Disastrous Situation of Workers In Iran’s Free Fall Economy


The ongoing turbulence in Iran’s economy followed by the currency value nosediving has placed the lives of many workers at their lowest points, with serious struggles to meet every day needs.

Maziyar Gilaninajd, an activist from the Metal Workers Union expresses his frustration in this regard: “In recent months, the growth in currency value has led to a lowered purchase power in many hard-working employees. In 2017, when 1 dollar was worth 3800 Toman (Iran’s official currency => 1 Toman=10 Rials), workers were earning 930 thousand Toman which was equivalent to 245 dollars; today, that 1 dollar is 8000 Toman, workers are earning 1.130 million Toman, which shows that in comparison with last year, their income has gone down to just 140 dollars. This significant cutback has now worried many workers who are understandably complainant about earning in Toman but spending in Dollars,” the state-run ILNA news agency reported on 26 June 2018.

“The prices of goods mainly depend on their transport; in other words, when prices go up, so do the costs of tires, oil, repair, and so forth. As for products that need importing from overseas, prices are calculated and determined according to the currency rate of the time,” Gilaninejad said.

“There’s more to the issue than it seems; products like edible oil, dairy, and bread, seemingly have a stable price, but their quality and serving portions are actually decreasing over time. For instance, 950 cc oil is being distributed in 860 packages. Bread loafs on the other hand, have also reduced in size and quality.
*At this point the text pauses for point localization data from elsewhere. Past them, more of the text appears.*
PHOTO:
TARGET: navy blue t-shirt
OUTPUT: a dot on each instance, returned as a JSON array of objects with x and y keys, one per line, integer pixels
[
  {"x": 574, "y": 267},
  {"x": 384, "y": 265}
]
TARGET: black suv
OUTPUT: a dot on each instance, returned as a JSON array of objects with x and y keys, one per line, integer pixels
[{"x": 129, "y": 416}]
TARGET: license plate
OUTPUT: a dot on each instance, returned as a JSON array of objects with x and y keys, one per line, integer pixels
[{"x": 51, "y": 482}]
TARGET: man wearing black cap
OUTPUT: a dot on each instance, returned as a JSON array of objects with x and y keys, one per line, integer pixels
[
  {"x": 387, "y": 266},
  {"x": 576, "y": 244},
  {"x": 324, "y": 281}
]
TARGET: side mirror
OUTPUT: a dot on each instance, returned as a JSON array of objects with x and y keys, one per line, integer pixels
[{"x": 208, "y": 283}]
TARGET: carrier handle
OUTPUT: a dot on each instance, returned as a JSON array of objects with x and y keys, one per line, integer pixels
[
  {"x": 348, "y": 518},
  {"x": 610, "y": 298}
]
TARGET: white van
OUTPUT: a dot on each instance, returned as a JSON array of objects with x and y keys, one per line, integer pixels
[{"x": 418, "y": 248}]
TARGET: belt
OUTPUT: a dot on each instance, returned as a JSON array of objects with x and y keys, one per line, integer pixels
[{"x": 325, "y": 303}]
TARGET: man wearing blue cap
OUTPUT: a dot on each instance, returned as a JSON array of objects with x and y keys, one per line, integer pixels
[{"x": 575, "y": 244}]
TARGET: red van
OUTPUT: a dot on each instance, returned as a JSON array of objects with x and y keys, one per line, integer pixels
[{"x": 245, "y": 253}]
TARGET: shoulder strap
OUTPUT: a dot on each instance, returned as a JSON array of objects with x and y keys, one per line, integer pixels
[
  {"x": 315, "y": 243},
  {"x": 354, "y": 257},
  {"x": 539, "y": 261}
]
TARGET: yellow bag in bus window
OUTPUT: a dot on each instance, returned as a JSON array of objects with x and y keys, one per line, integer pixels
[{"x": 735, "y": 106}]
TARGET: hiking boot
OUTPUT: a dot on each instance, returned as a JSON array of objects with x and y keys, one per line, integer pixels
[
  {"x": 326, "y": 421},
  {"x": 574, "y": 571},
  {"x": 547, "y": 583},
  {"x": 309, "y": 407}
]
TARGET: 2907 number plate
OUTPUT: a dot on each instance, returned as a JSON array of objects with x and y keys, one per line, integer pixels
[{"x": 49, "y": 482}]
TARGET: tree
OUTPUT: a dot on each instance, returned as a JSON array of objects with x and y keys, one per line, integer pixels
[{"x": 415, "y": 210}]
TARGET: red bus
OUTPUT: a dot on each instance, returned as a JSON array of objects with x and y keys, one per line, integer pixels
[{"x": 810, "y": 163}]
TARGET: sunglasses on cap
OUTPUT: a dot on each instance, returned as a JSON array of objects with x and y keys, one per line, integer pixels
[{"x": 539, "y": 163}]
Such hidden differences add up to notable price increases in time. Watermelon is now 2500 Toman a kilo, Sugar is 3500 Toman a kilo, a single egg is 600 Toman, red meat is 65 thousand Toman a kilo and chicken 12000 Toman a kilo. Given these expensive rates, how can our low-income earners possibly afford anything?” he continued.

He added: “Even if a worker is lucky enough to receive his income on time and have his rights protected by a fair employer, he would still be unable to afford such high costs which have clearly doubled since last year. How can a worker take care of a 4-member family like this? The important question to ask is why the authorities, who would be unable to live on such low incomes themselves, would suffocate our workers with such difficult legislation?”